A recent study from researchers in the US looking at how THC and terpenes behave when dabbing or used in a vape cart shows that terpenes have a significant impact on aerosolization in both dabbing and vaping. 

The study looked specifically at how different ratios of Δ9-tetrahydrocannabinol (THC) and β-myrcene (Beta myrcene) in cannabis concentrates and vaping solutions interacted with each other and when heated, and how those factors related to potentially harmful components (HPHCs). 

With an understanding that THC and terpenes have previously been shown to emit volatile degradation products when vaporized, researchers looked at what kinds of volatile organic compounds (VOCs) and HPHCs are produced specifically from vaping, and how they differ from those created by combustion. Those potentially harmful components are primarily isoprene, 2-methyl-2-butene, 3-methylcrotonaldehyde, and 3-methyl-1-butene.

What researchers found was that the various levels of these harmful compounds are dependent on not only the ratio of β-myrcene to THC, but also the force of an inhalation and the amount of heat generated when a dab nail was used. An increased ratio of β-myrcene to THC was found to produce higher levels of harmful compounds due to increased reactivity of β-myrcene relative to THC.

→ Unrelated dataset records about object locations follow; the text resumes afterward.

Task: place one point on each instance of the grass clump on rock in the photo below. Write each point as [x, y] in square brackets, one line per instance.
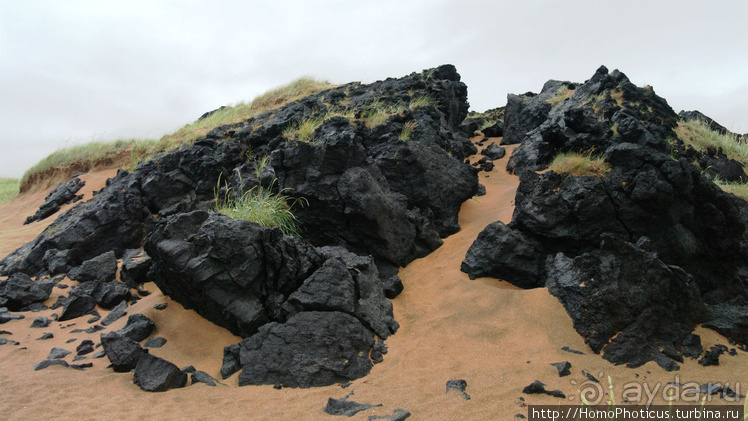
[260, 205]
[580, 165]
[698, 135]
[8, 189]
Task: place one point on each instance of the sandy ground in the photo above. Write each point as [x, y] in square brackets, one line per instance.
[496, 337]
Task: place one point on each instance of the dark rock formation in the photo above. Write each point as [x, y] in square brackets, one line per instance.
[102, 268]
[20, 291]
[135, 265]
[730, 319]
[57, 353]
[367, 192]
[86, 347]
[310, 349]
[40, 322]
[460, 386]
[48, 363]
[117, 313]
[154, 374]
[626, 300]
[711, 357]
[155, 342]
[138, 327]
[63, 194]
[538, 387]
[494, 151]
[398, 415]
[564, 368]
[641, 297]
[346, 407]
[123, 352]
[202, 377]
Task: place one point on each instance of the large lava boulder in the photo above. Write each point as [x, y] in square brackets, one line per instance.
[619, 293]
[309, 315]
[697, 232]
[382, 178]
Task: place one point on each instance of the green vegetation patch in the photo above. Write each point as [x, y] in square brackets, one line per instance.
[577, 164]
[699, 136]
[9, 188]
[563, 93]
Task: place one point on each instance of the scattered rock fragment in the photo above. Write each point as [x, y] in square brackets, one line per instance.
[41, 322]
[117, 313]
[345, 407]
[154, 374]
[58, 353]
[711, 357]
[537, 387]
[155, 342]
[564, 368]
[123, 352]
[47, 363]
[86, 347]
[138, 327]
[460, 386]
[398, 415]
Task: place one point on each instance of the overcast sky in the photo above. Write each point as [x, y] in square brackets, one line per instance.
[78, 71]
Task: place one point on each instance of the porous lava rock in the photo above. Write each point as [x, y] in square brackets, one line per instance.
[652, 238]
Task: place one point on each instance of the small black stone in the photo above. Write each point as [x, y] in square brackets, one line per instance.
[57, 353]
[563, 368]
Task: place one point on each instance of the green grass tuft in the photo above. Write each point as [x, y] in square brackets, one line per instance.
[563, 93]
[63, 163]
[699, 136]
[579, 165]
[407, 132]
[9, 188]
[261, 205]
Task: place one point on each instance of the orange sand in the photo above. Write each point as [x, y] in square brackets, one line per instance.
[495, 336]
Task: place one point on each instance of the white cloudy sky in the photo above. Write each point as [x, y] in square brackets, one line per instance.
[75, 71]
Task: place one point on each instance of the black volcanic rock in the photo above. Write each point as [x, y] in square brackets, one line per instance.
[635, 299]
[729, 319]
[20, 291]
[138, 327]
[494, 151]
[538, 387]
[102, 268]
[123, 352]
[135, 265]
[112, 221]
[346, 407]
[64, 193]
[626, 300]
[310, 349]
[40, 322]
[380, 201]
[154, 374]
[564, 368]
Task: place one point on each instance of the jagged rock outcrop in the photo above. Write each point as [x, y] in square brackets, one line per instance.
[287, 298]
[63, 194]
[696, 231]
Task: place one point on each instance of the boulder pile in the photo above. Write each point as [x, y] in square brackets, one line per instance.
[638, 256]
[382, 176]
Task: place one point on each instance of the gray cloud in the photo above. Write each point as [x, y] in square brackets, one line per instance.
[78, 71]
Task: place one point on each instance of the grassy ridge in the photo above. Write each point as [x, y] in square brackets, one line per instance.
[8, 189]
[63, 163]
[579, 165]
[699, 136]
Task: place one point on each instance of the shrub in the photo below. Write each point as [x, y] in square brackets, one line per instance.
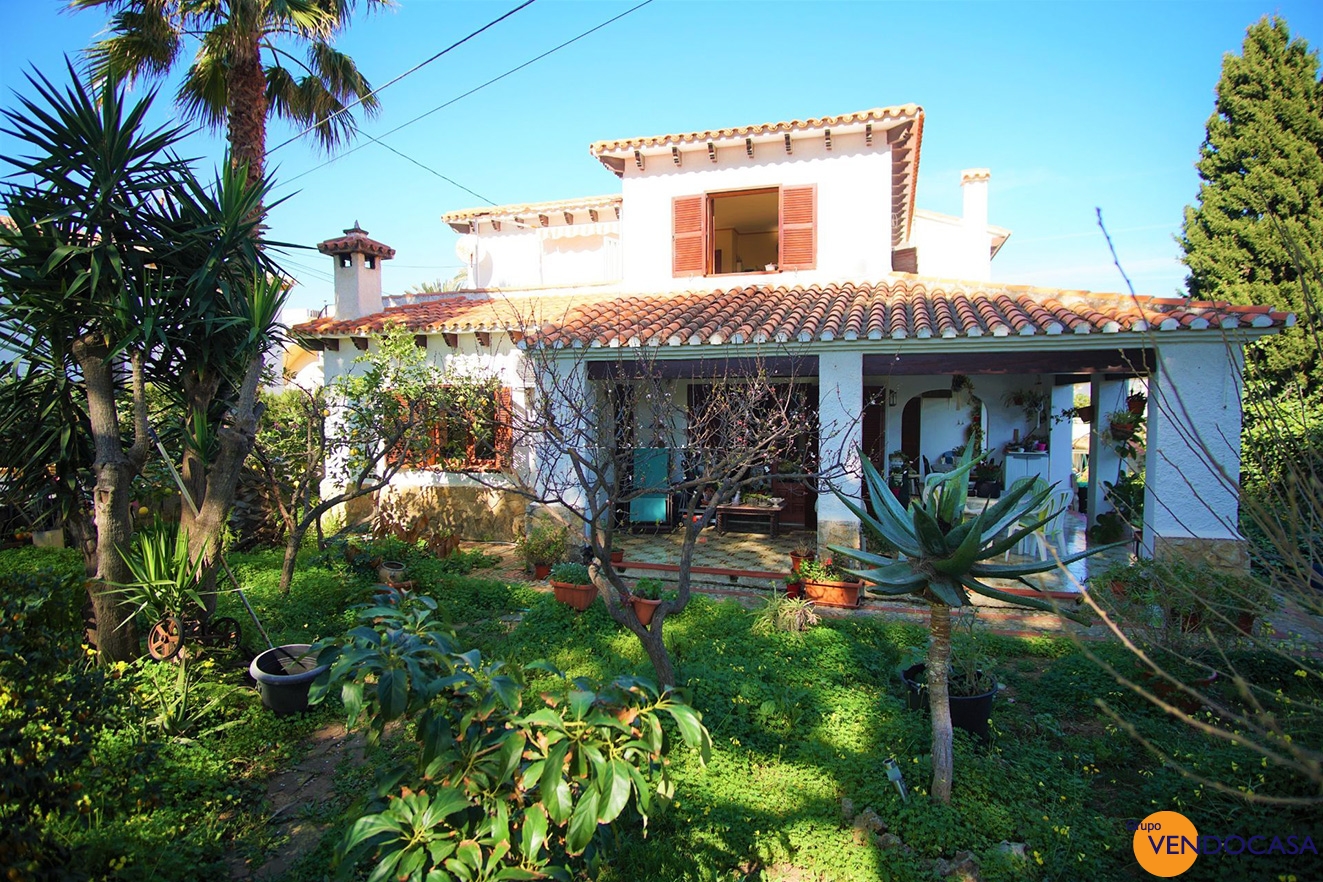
[572, 574]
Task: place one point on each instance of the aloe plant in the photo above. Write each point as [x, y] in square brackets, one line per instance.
[942, 556]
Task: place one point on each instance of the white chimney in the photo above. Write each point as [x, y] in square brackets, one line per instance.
[978, 241]
[357, 273]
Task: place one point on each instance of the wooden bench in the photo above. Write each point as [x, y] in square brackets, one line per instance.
[752, 513]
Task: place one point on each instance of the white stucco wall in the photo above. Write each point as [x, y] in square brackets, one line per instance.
[853, 208]
[529, 255]
[1192, 464]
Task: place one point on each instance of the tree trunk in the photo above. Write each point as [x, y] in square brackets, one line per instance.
[939, 700]
[658, 655]
[246, 103]
[117, 638]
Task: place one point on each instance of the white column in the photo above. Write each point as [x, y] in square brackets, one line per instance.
[1192, 466]
[840, 403]
[1106, 396]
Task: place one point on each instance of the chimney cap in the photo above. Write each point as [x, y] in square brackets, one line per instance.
[355, 241]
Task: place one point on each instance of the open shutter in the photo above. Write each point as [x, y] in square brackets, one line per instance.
[688, 251]
[798, 228]
[504, 429]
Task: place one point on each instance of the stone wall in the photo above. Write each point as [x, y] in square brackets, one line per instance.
[476, 513]
[1228, 556]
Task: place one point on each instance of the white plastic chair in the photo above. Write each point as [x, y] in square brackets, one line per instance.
[1036, 544]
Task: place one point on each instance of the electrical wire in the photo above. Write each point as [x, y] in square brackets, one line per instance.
[412, 70]
[376, 139]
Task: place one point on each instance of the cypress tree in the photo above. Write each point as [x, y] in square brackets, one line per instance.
[1261, 201]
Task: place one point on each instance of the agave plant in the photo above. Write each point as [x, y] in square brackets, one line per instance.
[943, 556]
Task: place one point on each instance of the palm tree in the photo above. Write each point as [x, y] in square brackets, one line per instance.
[941, 558]
[244, 68]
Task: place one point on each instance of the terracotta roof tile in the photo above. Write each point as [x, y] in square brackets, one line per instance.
[871, 115]
[517, 209]
[900, 308]
[355, 241]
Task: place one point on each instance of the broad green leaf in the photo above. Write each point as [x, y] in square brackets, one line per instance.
[582, 823]
[615, 794]
[581, 701]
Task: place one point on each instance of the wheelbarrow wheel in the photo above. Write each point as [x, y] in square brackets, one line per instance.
[166, 639]
[226, 632]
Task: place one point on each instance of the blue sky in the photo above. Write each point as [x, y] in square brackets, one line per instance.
[1073, 106]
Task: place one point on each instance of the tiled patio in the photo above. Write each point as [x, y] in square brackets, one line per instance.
[752, 560]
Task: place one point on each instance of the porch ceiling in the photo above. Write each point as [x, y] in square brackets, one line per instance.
[984, 316]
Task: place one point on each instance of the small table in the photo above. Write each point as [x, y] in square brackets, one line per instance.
[770, 512]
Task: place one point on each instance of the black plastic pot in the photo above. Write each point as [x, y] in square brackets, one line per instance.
[283, 677]
[970, 713]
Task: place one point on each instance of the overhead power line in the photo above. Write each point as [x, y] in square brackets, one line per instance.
[376, 139]
[412, 70]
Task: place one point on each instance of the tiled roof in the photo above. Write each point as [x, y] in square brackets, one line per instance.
[898, 113]
[580, 204]
[355, 241]
[905, 307]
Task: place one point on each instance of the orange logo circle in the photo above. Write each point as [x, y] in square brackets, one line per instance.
[1166, 844]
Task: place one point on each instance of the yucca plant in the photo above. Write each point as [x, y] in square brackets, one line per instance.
[943, 556]
[166, 578]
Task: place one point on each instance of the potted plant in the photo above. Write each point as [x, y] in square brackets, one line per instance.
[826, 583]
[805, 549]
[794, 585]
[646, 597]
[543, 548]
[573, 585]
[285, 676]
[987, 478]
[1122, 425]
[969, 681]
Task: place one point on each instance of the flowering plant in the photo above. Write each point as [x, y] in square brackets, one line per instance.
[823, 571]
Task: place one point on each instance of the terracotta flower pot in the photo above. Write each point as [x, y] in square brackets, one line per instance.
[644, 608]
[834, 594]
[970, 713]
[1121, 431]
[577, 595]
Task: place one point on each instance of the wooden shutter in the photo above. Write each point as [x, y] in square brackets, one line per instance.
[798, 228]
[504, 430]
[688, 243]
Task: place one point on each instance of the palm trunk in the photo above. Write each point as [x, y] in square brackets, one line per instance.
[236, 438]
[246, 103]
[939, 701]
[114, 467]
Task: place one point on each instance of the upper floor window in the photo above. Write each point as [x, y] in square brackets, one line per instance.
[761, 230]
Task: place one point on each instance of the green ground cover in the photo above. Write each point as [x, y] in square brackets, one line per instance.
[801, 723]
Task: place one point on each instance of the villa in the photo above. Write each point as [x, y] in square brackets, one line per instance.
[803, 238]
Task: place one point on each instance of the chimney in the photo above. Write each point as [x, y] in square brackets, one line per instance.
[978, 242]
[357, 273]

However, when looking at various ratios of myrcene to THC in a vape cart solution, an increase in the ratio of β-myrcene to THC was found to correlate with less formation of harmful compounds.

The study also notes that while exposure to terpenes at normal, naturally-occurring concentrations in the air does not generally cause significant lung irritation for humans. The impact of inhaling these products at concentrations orders of magnitude greater than in indoor air has not been thoroughly investigated.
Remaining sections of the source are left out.